On the first night of the Estes Park Yoga Jounral Conference, John Friend read aloud from the mission statement that he wrote eleven years ago when he first articulated the intention of Anusara Yoga. The most striking piece of the statement was its emphasis on the community. As he introduced each Anusara teacher who would be presenting this week, they each spoke with gratitude about their practice and the community that supported them. He then introduced his staff. He knew each and every name.
And here is where Anusara blooms. The first precept of Anusara yoga is shakti: seeing the good, the divine, in each and every person. Opening to grace. Many teachers expressed deep gratitude that they had found a community that, as Christina Sell said, “testifies for her.” Her community has her back, she has their, and around and around it goes.

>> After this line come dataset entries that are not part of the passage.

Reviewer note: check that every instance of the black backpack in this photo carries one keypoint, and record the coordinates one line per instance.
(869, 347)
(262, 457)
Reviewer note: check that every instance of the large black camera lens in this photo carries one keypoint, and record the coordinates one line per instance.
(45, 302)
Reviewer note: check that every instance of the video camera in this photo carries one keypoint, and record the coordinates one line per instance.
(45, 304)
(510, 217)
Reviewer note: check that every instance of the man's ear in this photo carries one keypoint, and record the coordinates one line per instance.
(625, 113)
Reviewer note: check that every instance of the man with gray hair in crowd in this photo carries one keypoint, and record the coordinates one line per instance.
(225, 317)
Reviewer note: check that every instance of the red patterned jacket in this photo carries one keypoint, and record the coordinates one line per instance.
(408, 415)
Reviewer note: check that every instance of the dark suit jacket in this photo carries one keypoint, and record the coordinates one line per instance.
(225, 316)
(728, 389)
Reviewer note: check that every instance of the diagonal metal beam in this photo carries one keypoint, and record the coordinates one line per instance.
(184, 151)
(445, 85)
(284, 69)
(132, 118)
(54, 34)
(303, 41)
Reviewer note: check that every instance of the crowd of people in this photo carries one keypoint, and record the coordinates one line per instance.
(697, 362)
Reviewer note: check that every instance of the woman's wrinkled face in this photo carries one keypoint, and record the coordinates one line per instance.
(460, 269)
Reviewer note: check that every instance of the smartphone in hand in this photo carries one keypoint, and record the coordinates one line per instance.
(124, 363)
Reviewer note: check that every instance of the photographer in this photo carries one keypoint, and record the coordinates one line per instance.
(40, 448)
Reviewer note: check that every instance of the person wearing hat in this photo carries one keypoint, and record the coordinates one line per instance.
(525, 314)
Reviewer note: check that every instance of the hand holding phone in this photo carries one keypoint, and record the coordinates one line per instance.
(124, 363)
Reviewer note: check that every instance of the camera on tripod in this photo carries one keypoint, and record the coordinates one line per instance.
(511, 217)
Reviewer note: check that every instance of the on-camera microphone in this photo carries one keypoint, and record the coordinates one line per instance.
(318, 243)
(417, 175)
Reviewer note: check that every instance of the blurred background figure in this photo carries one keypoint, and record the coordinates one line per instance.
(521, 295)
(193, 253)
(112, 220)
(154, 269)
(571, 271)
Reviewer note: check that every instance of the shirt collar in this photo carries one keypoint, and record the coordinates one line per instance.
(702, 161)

Now, this shouldn’t be such a rare occurrence, but I will venture that too many of us to not feel connected to an authentic sense of community. To take a salient detour, my partner recently attended a Korean birthday party. He was struck by the warmth and support that the Korean community showed for the birthday of one seven-year-old girl. He noted that these were working class people who did not have a lot of extra money, but who seemed happy and glad to be with each other. There was a sense they trusted and supported each other. And within their community, each person had a place of importance. What is most shocking about this experience isn’t that the Korean community was supportive, but that my partner – a man who makes friendship a priority – feels the absence of such a community in his own life.
Many of us share this feeling of isolation. Because community isn’t only about friendship. Community mean having a civic voice and value. The American dream determines our importance by our success. We idolize individualism. Proud and independent, we compete, rather than cooperate. Despite our friendships, we feel a lack of belonging.
As John Friend has so beautifully demonstrated, yoga offers us the opportunity to reclaim a this needed community. A community of like-minded, spiritually curious people who desire greater well-being. Rather than go to class and remain isolated on our mat, why don’t we seize the opportunity to create community through our practice? To recognize the people to either side of us as members of our tribe, or as John Friend says, members of the “merry band”. We don’t need to be Anusara yogis to tap into this potential. We can recognize our community wherever we are, and begin to weave the threads between us a little tighter. It is no coincidence that tantra means “weave” or “loom.” Through the practice, we create a tapestry of human connection in which to explore our deeper wisdom and brightest potential. Testify!